Yoga & Your Emotional Garbage
When people tell their friends to try yoga, they always say, “You’ll feel so good! I’m always so relaxed after yoga.” But here’s what nobody tells you about practicing yoga.
Yoga can make you feel like an emotional train wreck. It’s true. I will openly admit it.
We store emotions in the body, and memories linger on within cells stashed deep inside our muscles. Suddenly we are in a pose and open a part of the body that has been left alone until then, we stretch and release muscles that have gone unnoticed for years. We release tension, and in the process release memories and emotions that were stored deep down long ago, and have been sleeping deep in our bones ever since.
So one minute you may be lying on your back, enjoying happy baby, and the next minute you are flooded with rage and want to punch a baby in the face. You have no idea what triggered it, there is no reason to be feeling this emotion now, but it’s here and it’s real and it has to be worked through. During yoga class, we learn to control our breath, to calm our minds, to help our bodies unwind. At first, this is great—we sleep better at night, we’re less stressed, and we feel great having released the tension from our shoulders. We learn to cope with our day-to-day stress, to release the muscles we have tensed up with our daily activities.
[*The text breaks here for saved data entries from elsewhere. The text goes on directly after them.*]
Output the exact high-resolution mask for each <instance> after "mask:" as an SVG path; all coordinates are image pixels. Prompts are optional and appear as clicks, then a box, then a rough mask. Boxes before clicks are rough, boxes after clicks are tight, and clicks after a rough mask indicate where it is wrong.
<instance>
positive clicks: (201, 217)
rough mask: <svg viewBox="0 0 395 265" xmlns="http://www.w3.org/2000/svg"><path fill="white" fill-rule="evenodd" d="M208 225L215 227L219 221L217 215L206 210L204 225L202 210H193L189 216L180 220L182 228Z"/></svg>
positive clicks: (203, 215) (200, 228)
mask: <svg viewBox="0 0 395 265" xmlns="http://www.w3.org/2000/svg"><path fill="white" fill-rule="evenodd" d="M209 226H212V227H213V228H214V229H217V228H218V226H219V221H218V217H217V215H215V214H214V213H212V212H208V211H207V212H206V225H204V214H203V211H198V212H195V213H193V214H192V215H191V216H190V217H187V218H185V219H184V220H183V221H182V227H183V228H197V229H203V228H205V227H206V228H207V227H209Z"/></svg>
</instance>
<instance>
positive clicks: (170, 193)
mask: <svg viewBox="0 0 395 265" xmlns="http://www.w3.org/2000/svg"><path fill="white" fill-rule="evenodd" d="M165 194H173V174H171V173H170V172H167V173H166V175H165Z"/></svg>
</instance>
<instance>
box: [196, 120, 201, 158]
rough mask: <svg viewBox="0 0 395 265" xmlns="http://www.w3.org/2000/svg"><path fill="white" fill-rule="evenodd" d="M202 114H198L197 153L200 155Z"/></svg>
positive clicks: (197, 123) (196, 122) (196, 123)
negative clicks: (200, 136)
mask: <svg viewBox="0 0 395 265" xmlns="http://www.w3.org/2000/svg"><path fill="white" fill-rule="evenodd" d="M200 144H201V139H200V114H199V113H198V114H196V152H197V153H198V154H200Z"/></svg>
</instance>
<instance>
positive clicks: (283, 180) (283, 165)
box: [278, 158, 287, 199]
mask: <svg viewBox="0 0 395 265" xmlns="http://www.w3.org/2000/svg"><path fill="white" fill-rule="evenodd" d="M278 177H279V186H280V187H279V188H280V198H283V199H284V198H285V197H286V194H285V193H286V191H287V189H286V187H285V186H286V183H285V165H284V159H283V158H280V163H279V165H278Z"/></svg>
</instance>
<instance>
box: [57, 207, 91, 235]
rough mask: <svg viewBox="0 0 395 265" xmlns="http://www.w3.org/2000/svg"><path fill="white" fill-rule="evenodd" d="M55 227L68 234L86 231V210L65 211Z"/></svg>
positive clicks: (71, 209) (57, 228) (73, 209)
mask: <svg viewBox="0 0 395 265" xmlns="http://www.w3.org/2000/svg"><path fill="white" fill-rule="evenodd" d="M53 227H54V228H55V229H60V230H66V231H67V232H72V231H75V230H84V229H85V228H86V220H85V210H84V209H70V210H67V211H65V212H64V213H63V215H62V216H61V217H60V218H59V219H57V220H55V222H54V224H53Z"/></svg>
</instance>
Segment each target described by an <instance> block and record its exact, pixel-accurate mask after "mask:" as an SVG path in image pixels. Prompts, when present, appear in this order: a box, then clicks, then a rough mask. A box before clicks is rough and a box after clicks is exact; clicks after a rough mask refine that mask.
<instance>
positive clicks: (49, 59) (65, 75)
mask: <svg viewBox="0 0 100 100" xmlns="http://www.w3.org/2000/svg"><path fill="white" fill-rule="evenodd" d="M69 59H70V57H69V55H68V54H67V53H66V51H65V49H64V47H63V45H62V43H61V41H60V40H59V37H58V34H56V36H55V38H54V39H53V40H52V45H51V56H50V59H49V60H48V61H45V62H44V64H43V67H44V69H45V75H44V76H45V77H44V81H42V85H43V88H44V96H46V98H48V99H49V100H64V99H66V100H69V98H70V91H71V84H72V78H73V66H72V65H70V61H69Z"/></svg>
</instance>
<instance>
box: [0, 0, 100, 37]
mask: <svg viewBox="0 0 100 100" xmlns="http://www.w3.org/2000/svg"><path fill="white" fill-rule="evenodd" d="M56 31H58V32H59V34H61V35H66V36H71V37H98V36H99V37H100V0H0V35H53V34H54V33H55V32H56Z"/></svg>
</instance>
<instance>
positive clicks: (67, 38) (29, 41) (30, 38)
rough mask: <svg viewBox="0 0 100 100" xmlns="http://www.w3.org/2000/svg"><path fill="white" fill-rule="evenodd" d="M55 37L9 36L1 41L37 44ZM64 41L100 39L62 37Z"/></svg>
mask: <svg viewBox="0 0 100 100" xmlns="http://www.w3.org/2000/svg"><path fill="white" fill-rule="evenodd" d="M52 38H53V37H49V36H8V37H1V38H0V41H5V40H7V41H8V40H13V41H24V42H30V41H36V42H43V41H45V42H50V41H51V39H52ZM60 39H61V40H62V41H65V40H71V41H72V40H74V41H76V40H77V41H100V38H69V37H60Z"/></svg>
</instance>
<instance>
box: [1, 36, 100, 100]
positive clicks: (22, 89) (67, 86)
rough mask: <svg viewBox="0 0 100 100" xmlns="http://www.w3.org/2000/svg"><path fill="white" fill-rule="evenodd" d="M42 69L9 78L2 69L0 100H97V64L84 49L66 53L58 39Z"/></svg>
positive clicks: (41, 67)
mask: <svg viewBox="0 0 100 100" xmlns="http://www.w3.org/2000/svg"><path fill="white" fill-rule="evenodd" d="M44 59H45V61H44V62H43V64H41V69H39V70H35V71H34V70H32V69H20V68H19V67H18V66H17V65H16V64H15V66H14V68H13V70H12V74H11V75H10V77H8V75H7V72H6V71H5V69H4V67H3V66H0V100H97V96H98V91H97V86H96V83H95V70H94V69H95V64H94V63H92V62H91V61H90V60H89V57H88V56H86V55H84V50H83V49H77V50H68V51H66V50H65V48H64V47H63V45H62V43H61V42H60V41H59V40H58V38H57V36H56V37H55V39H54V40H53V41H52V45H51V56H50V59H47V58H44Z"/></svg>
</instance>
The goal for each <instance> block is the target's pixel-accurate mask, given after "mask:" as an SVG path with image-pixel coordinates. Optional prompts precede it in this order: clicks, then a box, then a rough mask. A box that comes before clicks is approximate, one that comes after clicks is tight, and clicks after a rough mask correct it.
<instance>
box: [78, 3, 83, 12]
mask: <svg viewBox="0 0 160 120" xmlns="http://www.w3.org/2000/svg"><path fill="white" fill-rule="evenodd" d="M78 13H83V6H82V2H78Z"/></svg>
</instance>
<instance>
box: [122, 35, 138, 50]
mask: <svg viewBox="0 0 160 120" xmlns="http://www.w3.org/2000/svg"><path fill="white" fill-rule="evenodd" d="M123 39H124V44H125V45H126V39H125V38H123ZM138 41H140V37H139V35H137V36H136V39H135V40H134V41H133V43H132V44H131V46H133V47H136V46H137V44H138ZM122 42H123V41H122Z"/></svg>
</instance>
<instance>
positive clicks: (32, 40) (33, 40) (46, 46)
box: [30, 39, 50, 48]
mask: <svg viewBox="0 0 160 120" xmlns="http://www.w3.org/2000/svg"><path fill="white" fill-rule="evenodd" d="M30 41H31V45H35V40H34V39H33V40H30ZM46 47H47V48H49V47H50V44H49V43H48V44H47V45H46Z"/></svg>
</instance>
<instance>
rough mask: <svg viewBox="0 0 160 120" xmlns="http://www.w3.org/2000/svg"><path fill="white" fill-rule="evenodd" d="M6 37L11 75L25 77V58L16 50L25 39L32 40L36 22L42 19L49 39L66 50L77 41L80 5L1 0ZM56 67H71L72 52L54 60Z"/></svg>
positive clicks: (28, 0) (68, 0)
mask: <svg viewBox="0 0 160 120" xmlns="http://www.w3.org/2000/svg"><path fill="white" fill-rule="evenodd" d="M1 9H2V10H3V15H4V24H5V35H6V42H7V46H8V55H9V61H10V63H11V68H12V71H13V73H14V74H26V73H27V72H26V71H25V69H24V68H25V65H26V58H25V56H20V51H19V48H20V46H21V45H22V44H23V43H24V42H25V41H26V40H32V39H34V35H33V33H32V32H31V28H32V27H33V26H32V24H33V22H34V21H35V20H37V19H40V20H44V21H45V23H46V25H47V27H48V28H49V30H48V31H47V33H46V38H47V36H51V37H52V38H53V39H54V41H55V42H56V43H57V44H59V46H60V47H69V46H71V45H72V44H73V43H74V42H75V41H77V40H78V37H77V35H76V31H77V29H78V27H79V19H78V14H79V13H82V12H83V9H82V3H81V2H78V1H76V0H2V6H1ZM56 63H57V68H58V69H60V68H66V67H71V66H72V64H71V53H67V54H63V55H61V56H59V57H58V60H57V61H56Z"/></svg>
On the surface, everything is going great. But we are multidimensional beings, with long complicated emotional backgrounds. We have all been sad, scared, angry, and lonely in the past, and we have suppressed old scars, heartache, and humiliations, just to be able to function in our everyday lives.
As we learn to connect to our breath, yoga starts working more effectively.
Stress, anxiety, tension—completely gone! So it starts working on the backlog, trying to sort through some of the old emotional messes, so you can finally unclutter your innermost being. Things you haven’t thought about in years suddenly rise up in Triangle, and you can’t stop crying in Savasana because you’re a hot mess and have no idea why.
It’s easy to feel like a lunatic when one of these emotional tidal waves strikes in the middle of yoga class. Nobody warned me about this phenomenon, and the first time I experienced it (thanks a lot Camel Pose) I was worrying about what other people thought of the tears running down my face instead of being present and feeling. As the instructor walked behind me, she placed a hand on my shoulder, smiled and whispered, “Just let it out.” Once she had given me permission to give in to the experience, my muscles immediately relaxed. I closed my eyes and felt the tears running down my face, and I felt all the sadness emptying out of my body. I felt so deeply relieved and peaceful.
I will always be grateful to that yoga instructor. She gave me a place where it was safe to feel all of the stress that had been accumulating in my life, to surrender, and to let it go. In the moment, it sucks. It sucks to feel sad, to feel angry, to feel pain. But at the same time, it feels really good to finally, fully feel.
So no, Yoga class is not always sunshine, rainbows and unicorns. Sometimes yoga beats you up to allow the emotional release we so desperately need. The more we release our pasts, the more we are able to be present and enjoy everything that this moment has to offer.
If you can create a safe space for yourself, in your body—to experience these emotions without judging, just accepting whatever comes up, and riding the wave—you, my friend, are really doing yoga. Your practice is far more advanced than the man who can put his feet behind his head.
Remember, if yoga makes you feel like emotional garbage, that just means it’s working!